Em Português de Portugal, caso a palavra fosse paroxítona, a forma mais natural de pronunciar o primeiro *e* seria como *i*, visto que seria um *e* átono em posição inicial: *ibóla*.
Já agora, vocês pronunciam com ó ou com ô?

Não sei de onde surgiu a pronúncia como proparoxítona. Talvez porque para nós é mais fácil pronunciar *ébola*, que soa como *ebla*, do que *ebola* que soaria como *ibola = e bola*.


----------



## Jabir

Acho que ébola foi uma influência subconsciente de évora


----------



## Alentugano

Jabir said:


> Acho que ébola foi uma influência subconsciente de évora


É claro, mesmo porque tem tudo a ver! Toda vez que eu falo do vírus mortal lembro direto de uma das cidades mais bonitas de Portugal, Évora. ​


----------



## Jabir

Se tudo tivesse tudo a ver, Freud seria apenas mais um bebedor de cerveja desconhecido


----------



## J. Bailica

Vanda said:


> Para nossos amigos portugueses.
> No Brasil pronunciamos e-bo-la (paroxítona), os africanos que apareceram na TV em entrevistas pronunciam /ébola/, donde concluo que vocês pronunciam assim também, certo?



Desculpe a(s) pergunta(s) um pouco desviada(s), Vanda, mas esses africanos eram de língua portuguesa, certo? Passaram então na TV brasileira, é isso? Só estou a perguntar porque pensava que não havia ébola (ou ébola ) em países de língua portuguesa, pelo menos em números significativos mas, se passou uma reportagem na TV, talvez não seja bem assim. E então de onde eram,  já agora. 
Basta responder de forma telegráfica, se souber, e puder, desculpe qualquer coisinha .


----------



## Alandria

Antigamente eu pronunciava como Ébola (anos 90, aliás, TODO MUNDO falava assim), mudei a pronúncia para ê-bó-la porque todo mundo fala assim agora...


----------



## Alandria

xiskxisk said:


> Ébola -> 'ɛ.bu.lɐ


Incrível como todo Portugal e África têm uma pronúncia tão bem definida para as vogais pré-tônicas e pós-tônicas.

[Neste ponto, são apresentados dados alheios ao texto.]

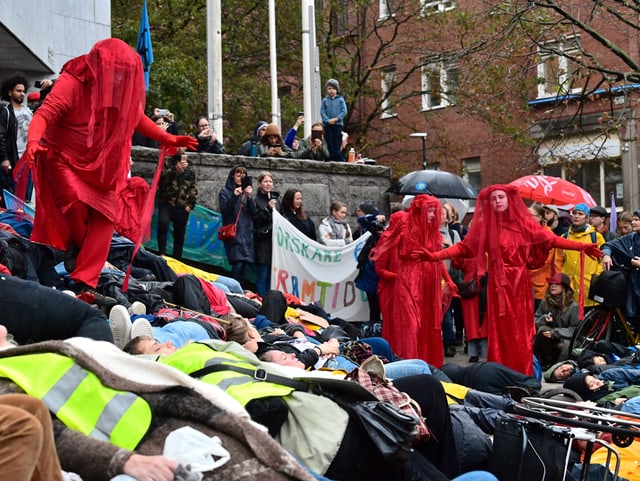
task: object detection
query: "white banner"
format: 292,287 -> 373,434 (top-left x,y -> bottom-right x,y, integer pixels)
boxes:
271,210 -> 371,321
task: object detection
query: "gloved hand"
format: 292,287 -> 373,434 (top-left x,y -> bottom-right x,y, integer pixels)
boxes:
20,140 -> 48,167
582,244 -> 602,260
378,269 -> 398,282
162,134 -> 198,150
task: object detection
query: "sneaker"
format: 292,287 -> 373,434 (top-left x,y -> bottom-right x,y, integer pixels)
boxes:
129,301 -> 147,316
73,281 -> 118,312
109,304 -> 131,349
130,317 -> 153,339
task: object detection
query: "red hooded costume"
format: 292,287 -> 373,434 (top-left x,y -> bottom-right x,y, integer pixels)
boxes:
374,195 -> 455,367
16,38 -> 193,287
426,185 -> 601,375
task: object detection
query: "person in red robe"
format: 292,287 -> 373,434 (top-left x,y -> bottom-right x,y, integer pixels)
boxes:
374,195 -> 455,367
413,184 -> 602,375
16,38 -> 197,299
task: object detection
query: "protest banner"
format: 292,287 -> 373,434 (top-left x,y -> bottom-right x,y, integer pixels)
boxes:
271,210 -> 370,321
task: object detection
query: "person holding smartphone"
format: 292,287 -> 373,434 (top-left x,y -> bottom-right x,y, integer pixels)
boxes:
298,122 -> 329,162
158,148 -> 198,260
218,164 -> 256,287
258,124 -> 294,159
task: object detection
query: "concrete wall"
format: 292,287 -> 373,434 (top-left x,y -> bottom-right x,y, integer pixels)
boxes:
131,147 -> 391,226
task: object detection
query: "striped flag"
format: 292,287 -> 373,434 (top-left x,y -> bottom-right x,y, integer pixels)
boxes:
609,192 -> 618,234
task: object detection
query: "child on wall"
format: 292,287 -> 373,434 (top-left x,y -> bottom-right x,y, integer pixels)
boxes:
320,79 -> 347,162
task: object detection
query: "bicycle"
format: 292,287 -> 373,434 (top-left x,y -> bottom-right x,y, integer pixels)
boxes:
569,268 -> 640,355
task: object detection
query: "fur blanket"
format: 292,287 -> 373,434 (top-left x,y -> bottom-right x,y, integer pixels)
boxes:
0,338 -> 313,481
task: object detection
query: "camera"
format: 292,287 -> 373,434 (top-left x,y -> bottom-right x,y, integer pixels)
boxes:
241,175 -> 253,189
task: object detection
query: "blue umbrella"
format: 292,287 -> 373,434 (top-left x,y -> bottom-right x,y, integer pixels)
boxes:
136,0 -> 153,90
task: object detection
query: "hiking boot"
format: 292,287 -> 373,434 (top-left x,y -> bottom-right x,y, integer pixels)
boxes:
73,281 -> 118,312
64,241 -> 80,274
109,305 -> 131,349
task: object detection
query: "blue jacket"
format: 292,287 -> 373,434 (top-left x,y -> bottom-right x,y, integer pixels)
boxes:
320,94 -> 347,125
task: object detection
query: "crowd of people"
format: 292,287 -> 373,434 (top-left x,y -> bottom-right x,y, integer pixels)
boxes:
0,39 -> 640,481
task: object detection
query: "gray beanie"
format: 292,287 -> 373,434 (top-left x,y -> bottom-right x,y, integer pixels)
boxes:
324,78 -> 340,90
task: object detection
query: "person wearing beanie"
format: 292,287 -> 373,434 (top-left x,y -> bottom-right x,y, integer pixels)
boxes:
238,120 -> 268,157
320,79 -> 347,162
602,211 -> 640,317
543,204 -> 569,236
258,124 -> 294,158
533,272 -> 580,370
562,367 -> 640,404
589,205 -> 618,242
562,204 -> 605,307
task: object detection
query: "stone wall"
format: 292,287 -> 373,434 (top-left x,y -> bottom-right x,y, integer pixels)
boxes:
131,147 -> 391,227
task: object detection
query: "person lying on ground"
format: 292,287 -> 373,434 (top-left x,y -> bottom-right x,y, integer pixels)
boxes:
0,328 -> 306,481
542,360 -> 578,382
442,362 -> 542,395
120,338 -> 478,481
0,272 -> 113,344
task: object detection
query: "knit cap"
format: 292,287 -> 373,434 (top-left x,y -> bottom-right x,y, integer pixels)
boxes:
324,78 -> 340,90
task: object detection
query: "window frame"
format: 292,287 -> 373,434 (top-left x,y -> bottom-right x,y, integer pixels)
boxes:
380,65 -> 398,119
420,58 -> 458,111
536,35 -> 583,99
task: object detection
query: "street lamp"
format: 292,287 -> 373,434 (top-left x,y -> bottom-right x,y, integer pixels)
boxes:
409,132 -> 427,170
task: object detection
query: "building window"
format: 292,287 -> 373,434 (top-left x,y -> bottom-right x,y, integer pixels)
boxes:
380,66 -> 396,118
330,0 -> 350,36
420,0 -> 456,15
462,157 -> 482,212
378,0 -> 393,20
538,37 -> 582,98
422,61 -> 458,110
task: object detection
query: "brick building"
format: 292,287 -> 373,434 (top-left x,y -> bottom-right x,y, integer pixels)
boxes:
330,0 -> 640,209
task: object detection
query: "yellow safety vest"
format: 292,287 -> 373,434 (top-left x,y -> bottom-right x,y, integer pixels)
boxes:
0,353 -> 152,449
159,342 -> 295,406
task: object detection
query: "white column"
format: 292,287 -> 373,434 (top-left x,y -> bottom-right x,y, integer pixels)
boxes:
207,0 -> 224,139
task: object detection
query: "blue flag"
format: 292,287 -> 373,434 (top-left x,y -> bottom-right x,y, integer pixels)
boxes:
136,0 -> 153,90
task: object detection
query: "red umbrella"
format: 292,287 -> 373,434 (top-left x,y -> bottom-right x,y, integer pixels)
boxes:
509,175 -> 597,210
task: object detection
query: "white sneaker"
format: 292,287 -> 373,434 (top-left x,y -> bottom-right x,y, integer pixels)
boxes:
130,317 -> 153,339
129,301 -> 147,316
109,304 -> 131,349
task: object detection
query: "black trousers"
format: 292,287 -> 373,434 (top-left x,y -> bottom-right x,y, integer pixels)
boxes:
0,275 -> 113,344
158,204 -> 189,260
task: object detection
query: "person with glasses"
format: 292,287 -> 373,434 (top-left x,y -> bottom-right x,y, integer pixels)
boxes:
258,124 -> 294,159
194,116 -> 227,154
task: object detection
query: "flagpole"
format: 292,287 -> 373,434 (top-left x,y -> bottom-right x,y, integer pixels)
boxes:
207,0 -> 224,139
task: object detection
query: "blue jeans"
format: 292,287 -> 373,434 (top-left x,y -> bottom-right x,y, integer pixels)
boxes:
255,263 -> 271,297
384,359 -> 431,379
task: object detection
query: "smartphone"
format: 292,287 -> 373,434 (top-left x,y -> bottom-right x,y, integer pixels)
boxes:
242,175 -> 253,189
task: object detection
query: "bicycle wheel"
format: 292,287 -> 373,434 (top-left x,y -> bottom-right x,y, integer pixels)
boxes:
569,306 -> 616,358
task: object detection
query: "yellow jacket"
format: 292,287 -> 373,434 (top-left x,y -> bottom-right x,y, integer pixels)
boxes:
562,225 -> 605,306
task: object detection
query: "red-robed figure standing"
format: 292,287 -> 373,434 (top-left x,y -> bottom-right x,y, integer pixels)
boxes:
373,195 -> 456,367
414,185 -> 602,375
16,39 -> 196,300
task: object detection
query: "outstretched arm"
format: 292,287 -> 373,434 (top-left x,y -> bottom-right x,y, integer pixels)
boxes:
136,115 -> 198,150
406,243 -> 464,262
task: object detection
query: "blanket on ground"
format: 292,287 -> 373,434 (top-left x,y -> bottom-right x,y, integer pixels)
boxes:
0,338 -> 313,481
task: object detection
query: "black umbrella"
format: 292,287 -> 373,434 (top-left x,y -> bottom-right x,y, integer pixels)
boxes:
387,170 -> 476,199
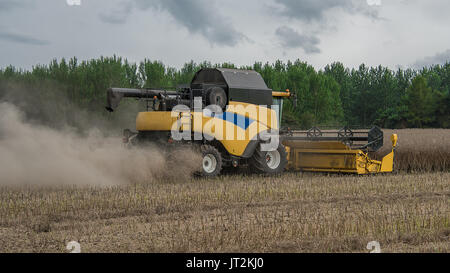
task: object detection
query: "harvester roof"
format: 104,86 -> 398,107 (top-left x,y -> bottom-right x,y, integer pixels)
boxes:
191,68 -> 273,105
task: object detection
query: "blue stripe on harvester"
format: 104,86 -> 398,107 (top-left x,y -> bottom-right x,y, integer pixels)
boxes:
213,112 -> 255,130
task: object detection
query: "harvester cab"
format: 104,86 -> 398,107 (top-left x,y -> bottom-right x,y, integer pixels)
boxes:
106,68 -> 397,176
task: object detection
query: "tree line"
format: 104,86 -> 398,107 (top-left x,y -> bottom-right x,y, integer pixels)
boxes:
0,56 -> 450,128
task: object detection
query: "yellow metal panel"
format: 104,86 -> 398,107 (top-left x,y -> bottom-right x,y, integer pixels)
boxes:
380,150 -> 394,173
136,112 -> 177,131
272,91 -> 291,98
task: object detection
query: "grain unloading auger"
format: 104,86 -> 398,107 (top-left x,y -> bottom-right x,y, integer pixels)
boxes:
106,68 -> 398,176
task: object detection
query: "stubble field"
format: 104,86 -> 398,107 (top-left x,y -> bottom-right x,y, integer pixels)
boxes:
0,130 -> 450,252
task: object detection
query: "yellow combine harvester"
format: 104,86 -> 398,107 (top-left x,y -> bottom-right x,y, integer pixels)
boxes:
106,68 -> 397,176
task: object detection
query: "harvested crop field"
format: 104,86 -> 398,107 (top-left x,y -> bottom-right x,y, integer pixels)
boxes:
0,173 -> 450,252
0,130 -> 450,253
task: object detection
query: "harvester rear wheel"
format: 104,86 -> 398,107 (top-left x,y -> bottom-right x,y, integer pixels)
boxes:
200,145 -> 222,177
249,143 -> 287,174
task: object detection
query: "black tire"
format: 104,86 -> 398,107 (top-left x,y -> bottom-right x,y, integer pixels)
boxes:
199,145 -> 223,177
206,87 -> 228,110
249,143 -> 287,174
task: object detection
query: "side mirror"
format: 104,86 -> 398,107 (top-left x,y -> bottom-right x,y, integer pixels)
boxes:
291,92 -> 298,109
391,134 -> 398,149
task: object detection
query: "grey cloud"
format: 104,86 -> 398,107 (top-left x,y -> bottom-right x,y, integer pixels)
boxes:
413,49 -> 450,69
100,0 -> 246,46
0,32 -> 49,45
99,2 -> 133,24
0,0 -> 34,12
276,0 -> 378,22
275,26 -> 321,54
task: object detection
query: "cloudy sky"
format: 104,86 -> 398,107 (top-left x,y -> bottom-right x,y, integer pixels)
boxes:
0,0 -> 450,69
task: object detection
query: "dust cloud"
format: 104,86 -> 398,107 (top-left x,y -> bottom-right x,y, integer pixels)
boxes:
0,102 -> 199,186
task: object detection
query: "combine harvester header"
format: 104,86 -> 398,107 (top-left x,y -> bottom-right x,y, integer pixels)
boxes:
106,68 -> 398,177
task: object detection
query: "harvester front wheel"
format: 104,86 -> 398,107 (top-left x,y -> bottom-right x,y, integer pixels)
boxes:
249,143 -> 287,174
200,145 -> 222,177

Aqui no Brasil, se fosse uma palavra proparoxítona, teríamos isso:
'ɛ.bu.lɐ
'ɛ.bo.la
'ɛ.bo.lɐ
'ɛ.bɔ.la (baianismo puro)


----------



## xiskxisk

Alandria said:


> Antigamente eu pronunciava como Ébola (anos 90, aliás, TODO MUNDO falava assim), mudei a pronúncia para ê-bó-la porque todo mundo fala assim agora...



Show debola.


----------



## mexerica feliz

xiskxisk said:


> Show debola.



favor grafar assim: d'ebola


----------



## Vanda

Meninos, parando com as brincadeiras.
Alentugano, o africano falava português, agora não sei se era porque estava no  Brasil ou se é de país de língua portuguesa que estava vivendo na área afetada....E sim, entrevistado na tv brasileira, estava chegando no aeroporto.


----------



## Hyperião

Achei piada a essa do "dever-se-ia pronunciar assim ou assado". Então aí também ninguém deveria dizer os-CAR mas sim OS-car. Lembra-me mais "ébano" que "Évora", mas se calhar é pela minha cama ser dessa madeira. É tudo para o tropical.


----------



## xiskxisk

tulipa
logótipo
Florida
transístor
...


----------



## Guigo

xiskxisk said:


> tulipa
> logótipo
> Florida
> transístor
> ...



Aqui é tulipa (parox.) e transístor (com acento, mas alguns falam transistor, oxítona). Depois dizemos Flórida e logotipo.

Mudando mas ficando no assunto: tsunami... tenho uma certa diferença com esta palavra, quando escrita. Sendo, aqui no Brasil, paroxítona, deveríamos escrever tsuname ou tsunâmi.


----------



## mexerica feliz

Guigo said:


> Aqui é tulipa (parox.) e transístor (com acento, mas alguns falam transistor, oxítona). Depois dizemos Flórida e logotipo.
> 
> Mudando mas ficando no assunto: tsunami... tenho uma certa diferença com esta palavra, quando escrita. Sendo, aqui no Brasil, paroxítona, deveríamos escrever tsuname ou tsunâmi.



Melhor seria escrever: _tchiçuname_...

_tchiçuname
__muçarela 
píteça_
...


----------



## Guigo

mexerica feliz said:


> Melhor seria escrever: _tchiçuname_...
> 
> _tchiçuname
> __muçarela
> píteça_
> ...



Humm... o que eu tenho escutado é _tisuname, _mas este "i" epentético é justificável.


----------



## Joca

Guigo said:


> Humm... o que eu tenho escutado é _tisuname, _mas este "i" epentético é justificável.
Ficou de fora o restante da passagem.